A new art exhibition at Washington and Lee University in Lexington references a particularly dark period of American history...... the lynching of minority males in the 19th and 20th centuries. Except, the death explored in this particular exhibit is not that of African American men, but of Latinos—today. WMRA's Jessie Knadler has the story.
Southern trees bear a strange fruit,
Blood on the leaves and blood at the root…
These are opening lines from Abel Meeropol’s poem “Strange Fruit” about the horror of racism. Billie Holiday turned it into one of her most haunting songs in 1939.
San Antonio-based artist Vincent Valdez nods to Meeropol’s poem in his latest art exhibition, “The Strangest Fruit” currently on display at Washington & Lee University’s Staniar Gallery until May 29.
The exhibit consists of eight larger than life, hyper-realist paintings of young Latino men posed as if hanging from the end of a rope—twisted, contorted, limp and lifeless.
It’s an unsettling reference to the often-overlooked widespread lynching of Mexicans and Mexican Americans by mobs of white vigilantes that occurred from the mid-19th century until well into the 1920s.
While there’s no question African Americans have suffered more racial violence than many other minorities, the jarring images in Valdez’s work demand a rethink of the history of lynching.

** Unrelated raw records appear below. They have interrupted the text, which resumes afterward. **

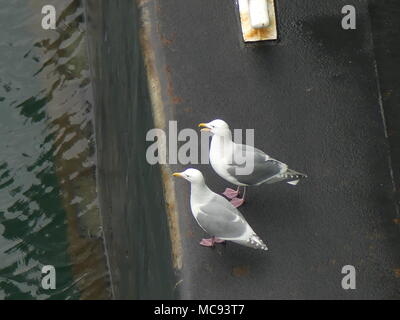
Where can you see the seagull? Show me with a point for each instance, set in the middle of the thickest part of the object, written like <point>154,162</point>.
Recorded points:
<point>217,216</point>
<point>224,155</point>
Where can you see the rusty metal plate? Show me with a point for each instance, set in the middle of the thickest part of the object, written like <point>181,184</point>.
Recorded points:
<point>250,34</point>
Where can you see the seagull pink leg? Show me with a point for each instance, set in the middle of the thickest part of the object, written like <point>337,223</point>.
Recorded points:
<point>230,193</point>
<point>211,242</point>
<point>237,202</point>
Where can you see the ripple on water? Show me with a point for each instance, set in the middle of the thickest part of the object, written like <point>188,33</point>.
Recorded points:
<point>48,201</point>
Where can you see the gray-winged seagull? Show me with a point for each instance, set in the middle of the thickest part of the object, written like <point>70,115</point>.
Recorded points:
<point>225,155</point>
<point>217,216</point>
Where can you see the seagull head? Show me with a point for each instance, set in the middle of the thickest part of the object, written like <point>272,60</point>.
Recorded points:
<point>191,175</point>
<point>217,127</point>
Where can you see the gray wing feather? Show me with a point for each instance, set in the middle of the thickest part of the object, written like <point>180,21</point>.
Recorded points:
<point>219,218</point>
<point>263,169</point>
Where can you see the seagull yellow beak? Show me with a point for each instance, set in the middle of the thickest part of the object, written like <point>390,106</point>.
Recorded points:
<point>204,126</point>
<point>177,174</point>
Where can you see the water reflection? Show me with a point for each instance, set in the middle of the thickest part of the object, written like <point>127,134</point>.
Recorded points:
<point>48,201</point>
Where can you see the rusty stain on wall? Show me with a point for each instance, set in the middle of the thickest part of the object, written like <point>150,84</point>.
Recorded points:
<point>159,116</point>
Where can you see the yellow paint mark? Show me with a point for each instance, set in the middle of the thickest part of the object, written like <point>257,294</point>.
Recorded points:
<point>250,34</point>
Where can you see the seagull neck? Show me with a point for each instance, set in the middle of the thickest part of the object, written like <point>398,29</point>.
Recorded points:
<point>221,141</point>
<point>200,191</point>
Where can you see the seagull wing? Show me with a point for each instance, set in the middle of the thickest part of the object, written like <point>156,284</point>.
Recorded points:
<point>220,218</point>
<point>265,168</point>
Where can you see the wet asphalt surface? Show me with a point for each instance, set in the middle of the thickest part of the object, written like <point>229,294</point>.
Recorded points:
<point>313,100</point>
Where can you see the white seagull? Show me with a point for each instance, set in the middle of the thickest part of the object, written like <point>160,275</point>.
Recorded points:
<point>224,155</point>
<point>217,216</point>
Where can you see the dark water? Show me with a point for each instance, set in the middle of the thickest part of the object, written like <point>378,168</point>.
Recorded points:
<point>48,203</point>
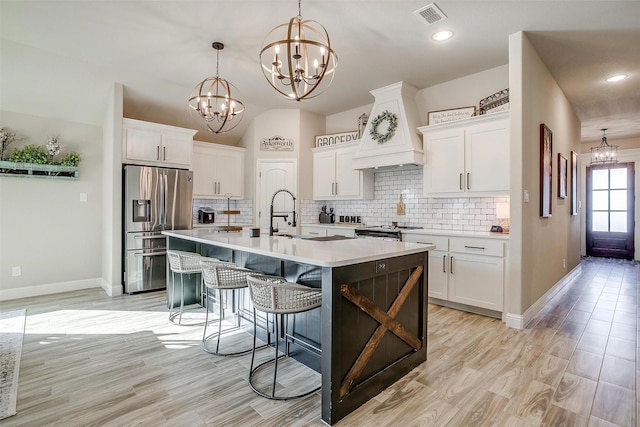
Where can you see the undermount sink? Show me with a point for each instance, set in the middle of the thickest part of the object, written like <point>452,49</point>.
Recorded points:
<point>328,238</point>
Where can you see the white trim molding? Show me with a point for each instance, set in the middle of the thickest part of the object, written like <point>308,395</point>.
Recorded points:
<point>518,321</point>
<point>50,288</point>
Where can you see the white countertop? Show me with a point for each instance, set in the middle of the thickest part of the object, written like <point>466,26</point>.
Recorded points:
<point>336,253</point>
<point>457,233</point>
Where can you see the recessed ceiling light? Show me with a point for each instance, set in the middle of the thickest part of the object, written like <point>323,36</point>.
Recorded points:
<point>442,35</point>
<point>617,78</point>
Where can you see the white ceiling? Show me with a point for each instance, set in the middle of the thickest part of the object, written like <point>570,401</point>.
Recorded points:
<point>160,49</point>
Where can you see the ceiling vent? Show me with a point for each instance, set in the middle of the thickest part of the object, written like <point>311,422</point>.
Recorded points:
<point>430,14</point>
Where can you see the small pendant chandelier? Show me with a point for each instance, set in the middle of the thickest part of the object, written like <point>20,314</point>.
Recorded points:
<point>214,101</point>
<point>297,59</point>
<point>604,153</point>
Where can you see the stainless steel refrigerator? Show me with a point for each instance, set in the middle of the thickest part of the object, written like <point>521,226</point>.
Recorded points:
<point>155,199</point>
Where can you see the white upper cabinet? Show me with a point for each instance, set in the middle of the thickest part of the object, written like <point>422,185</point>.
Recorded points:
<point>334,177</point>
<point>467,157</point>
<point>218,171</point>
<point>153,144</point>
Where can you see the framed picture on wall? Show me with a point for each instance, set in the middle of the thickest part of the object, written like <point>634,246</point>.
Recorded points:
<point>574,183</point>
<point>563,165</point>
<point>546,170</point>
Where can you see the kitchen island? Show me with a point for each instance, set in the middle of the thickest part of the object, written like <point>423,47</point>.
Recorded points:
<point>372,325</point>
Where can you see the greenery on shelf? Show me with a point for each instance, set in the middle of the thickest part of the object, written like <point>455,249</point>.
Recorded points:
<point>36,154</point>
<point>30,154</point>
<point>71,159</point>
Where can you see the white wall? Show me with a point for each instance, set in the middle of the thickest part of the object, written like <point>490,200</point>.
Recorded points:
<point>44,228</point>
<point>463,92</point>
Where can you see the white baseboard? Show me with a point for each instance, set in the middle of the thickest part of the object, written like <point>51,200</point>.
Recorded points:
<point>110,289</point>
<point>518,321</point>
<point>50,288</point>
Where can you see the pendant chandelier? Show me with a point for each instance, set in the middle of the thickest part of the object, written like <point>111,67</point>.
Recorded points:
<point>214,101</point>
<point>604,153</point>
<point>297,59</point>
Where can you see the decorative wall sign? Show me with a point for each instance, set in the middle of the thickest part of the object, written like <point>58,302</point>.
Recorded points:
<point>499,101</point>
<point>276,143</point>
<point>574,183</point>
<point>336,138</point>
<point>444,116</point>
<point>546,169</point>
<point>563,166</point>
<point>391,121</point>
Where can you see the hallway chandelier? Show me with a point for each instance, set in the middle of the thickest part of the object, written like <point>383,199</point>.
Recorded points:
<point>297,59</point>
<point>213,101</point>
<point>604,153</point>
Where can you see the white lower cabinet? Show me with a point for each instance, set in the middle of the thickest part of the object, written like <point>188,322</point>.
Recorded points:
<point>465,270</point>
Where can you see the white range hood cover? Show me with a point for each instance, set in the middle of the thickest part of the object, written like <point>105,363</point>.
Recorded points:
<point>405,146</point>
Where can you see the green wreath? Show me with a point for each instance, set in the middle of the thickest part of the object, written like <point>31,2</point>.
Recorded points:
<point>391,128</point>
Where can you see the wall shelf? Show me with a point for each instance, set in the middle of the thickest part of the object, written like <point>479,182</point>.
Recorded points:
<point>32,170</point>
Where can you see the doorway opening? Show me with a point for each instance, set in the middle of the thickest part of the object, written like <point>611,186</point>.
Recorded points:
<point>610,211</point>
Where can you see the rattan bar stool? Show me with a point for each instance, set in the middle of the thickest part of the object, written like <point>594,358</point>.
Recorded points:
<point>223,277</point>
<point>274,295</point>
<point>181,262</point>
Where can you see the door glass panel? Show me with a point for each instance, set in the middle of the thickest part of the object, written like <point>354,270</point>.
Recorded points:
<point>600,221</point>
<point>618,178</point>
<point>600,201</point>
<point>618,222</point>
<point>600,179</point>
<point>619,200</point>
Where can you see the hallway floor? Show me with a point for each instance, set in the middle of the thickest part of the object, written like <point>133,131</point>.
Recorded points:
<point>89,359</point>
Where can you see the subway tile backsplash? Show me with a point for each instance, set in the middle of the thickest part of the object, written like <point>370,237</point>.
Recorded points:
<point>459,214</point>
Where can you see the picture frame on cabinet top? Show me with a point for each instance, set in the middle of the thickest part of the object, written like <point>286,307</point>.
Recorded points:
<point>546,171</point>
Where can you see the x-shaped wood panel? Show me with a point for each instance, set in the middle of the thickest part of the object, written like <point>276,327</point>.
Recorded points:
<point>387,322</point>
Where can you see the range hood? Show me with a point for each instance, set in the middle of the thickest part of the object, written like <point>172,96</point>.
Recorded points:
<point>404,148</point>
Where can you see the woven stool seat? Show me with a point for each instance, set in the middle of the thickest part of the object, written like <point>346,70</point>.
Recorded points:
<point>276,296</point>
<point>181,262</point>
<point>221,276</point>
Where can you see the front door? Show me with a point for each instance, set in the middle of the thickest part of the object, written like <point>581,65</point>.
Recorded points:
<point>610,212</point>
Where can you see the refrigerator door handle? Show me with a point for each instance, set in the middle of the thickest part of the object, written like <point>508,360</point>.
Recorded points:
<point>148,254</point>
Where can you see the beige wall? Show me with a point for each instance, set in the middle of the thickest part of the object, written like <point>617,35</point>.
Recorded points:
<point>44,227</point>
<point>538,246</point>
<point>112,193</point>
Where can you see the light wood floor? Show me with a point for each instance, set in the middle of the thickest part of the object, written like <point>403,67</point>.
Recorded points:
<point>92,360</point>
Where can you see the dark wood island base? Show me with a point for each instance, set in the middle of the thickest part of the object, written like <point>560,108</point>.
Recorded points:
<point>372,325</point>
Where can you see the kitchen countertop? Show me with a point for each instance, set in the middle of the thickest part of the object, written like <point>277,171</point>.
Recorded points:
<point>454,233</point>
<point>337,253</point>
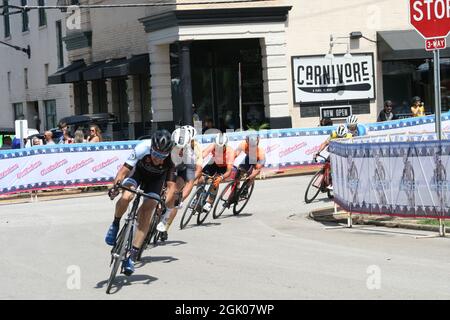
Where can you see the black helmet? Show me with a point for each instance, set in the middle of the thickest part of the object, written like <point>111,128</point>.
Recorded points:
<point>162,141</point>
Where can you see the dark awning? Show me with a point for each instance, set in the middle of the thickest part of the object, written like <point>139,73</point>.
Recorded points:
<point>60,76</point>
<point>96,72</point>
<point>132,66</point>
<point>404,44</point>
<point>77,75</point>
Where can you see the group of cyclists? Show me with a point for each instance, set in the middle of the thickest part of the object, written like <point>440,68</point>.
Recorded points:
<point>173,162</point>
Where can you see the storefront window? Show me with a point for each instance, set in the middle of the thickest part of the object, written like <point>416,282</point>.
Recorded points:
<point>215,69</point>
<point>402,80</point>
<point>81,97</point>
<point>50,114</point>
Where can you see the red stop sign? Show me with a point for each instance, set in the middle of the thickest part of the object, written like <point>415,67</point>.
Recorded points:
<point>431,18</point>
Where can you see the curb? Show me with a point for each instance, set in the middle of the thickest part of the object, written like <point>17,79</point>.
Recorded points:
<point>327,215</point>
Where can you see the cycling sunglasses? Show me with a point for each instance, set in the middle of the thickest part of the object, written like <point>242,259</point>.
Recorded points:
<point>159,155</point>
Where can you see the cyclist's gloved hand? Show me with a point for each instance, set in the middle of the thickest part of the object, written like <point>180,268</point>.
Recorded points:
<point>114,191</point>
<point>217,181</point>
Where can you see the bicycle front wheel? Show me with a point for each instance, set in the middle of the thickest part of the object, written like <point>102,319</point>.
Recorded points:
<point>191,208</point>
<point>118,253</point>
<point>244,194</point>
<point>150,233</point>
<point>224,201</point>
<point>201,217</point>
<point>312,190</point>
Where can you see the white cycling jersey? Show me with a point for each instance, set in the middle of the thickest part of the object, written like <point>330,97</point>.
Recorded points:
<point>187,155</point>
<point>139,152</point>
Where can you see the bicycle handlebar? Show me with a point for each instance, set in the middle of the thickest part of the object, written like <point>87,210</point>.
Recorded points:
<point>319,155</point>
<point>152,195</point>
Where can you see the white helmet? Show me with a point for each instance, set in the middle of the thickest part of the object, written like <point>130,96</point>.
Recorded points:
<point>352,119</point>
<point>181,137</point>
<point>192,131</point>
<point>221,139</point>
<point>342,131</point>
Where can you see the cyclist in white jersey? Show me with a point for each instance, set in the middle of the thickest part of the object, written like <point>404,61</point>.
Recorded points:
<point>187,158</point>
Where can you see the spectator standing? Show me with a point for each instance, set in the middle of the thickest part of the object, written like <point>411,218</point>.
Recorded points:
<point>324,122</point>
<point>36,141</point>
<point>7,143</point>
<point>48,136</point>
<point>79,136</point>
<point>94,134</point>
<point>208,125</point>
<point>65,138</point>
<point>386,114</point>
<point>418,108</point>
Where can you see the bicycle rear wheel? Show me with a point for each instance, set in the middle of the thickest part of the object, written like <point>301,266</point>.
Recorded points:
<point>224,201</point>
<point>244,194</point>
<point>118,253</point>
<point>202,214</point>
<point>150,234</point>
<point>191,208</point>
<point>312,190</point>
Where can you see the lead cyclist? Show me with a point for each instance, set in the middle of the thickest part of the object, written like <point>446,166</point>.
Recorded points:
<point>188,160</point>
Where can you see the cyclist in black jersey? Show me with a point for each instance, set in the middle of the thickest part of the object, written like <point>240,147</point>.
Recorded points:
<point>149,167</point>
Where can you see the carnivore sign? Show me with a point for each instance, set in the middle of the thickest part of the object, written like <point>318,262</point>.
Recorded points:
<point>319,79</point>
<point>431,18</point>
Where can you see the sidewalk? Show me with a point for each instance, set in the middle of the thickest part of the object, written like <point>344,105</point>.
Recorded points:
<point>327,215</point>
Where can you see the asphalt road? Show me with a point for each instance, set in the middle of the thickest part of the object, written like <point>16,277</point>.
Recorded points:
<point>55,250</point>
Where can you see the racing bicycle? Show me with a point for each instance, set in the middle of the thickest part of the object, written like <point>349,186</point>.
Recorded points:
<point>196,203</point>
<point>319,182</point>
<point>235,195</point>
<point>124,240</point>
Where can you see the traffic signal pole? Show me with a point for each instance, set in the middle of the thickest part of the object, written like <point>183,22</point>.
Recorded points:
<point>437,93</point>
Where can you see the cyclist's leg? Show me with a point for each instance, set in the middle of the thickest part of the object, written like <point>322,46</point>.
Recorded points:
<point>144,217</point>
<point>126,198</point>
<point>185,183</point>
<point>120,208</point>
<point>213,190</point>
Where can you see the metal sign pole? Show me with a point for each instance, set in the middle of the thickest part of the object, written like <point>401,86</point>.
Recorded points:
<point>437,93</point>
<point>437,106</point>
<point>240,98</point>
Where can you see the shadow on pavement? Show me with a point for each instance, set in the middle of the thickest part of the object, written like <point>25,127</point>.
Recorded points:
<point>148,259</point>
<point>205,224</point>
<point>122,281</point>
<point>173,243</point>
<point>241,215</point>
<point>361,228</point>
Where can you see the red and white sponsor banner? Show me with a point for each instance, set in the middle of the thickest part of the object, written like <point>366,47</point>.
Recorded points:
<point>53,167</point>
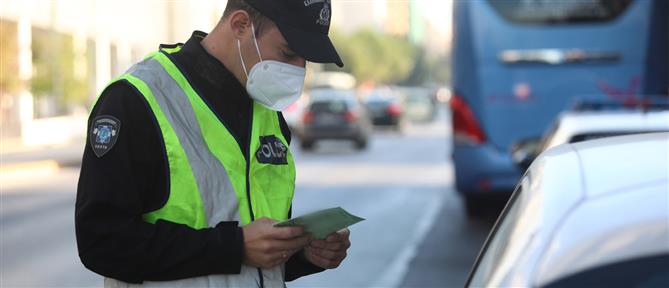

At the same time, he conspicuously depicts his subjects in contemporary clothing -- basketball jerseys, thick black spectacles, tattoos – to make the point that racial violence and oppression still exist today, just in other forms. Vincent Valdez explains.
VINCENT VALDEZ: Sure, the noose is no longer present. Let’s consider for a moment mass incarceration, stop and frisk, racial profiling, war on drugs, war on poverty, war on education, immigration hysteria. The Boogey Man is out there, right?
And that is The Strangest Fruit of all.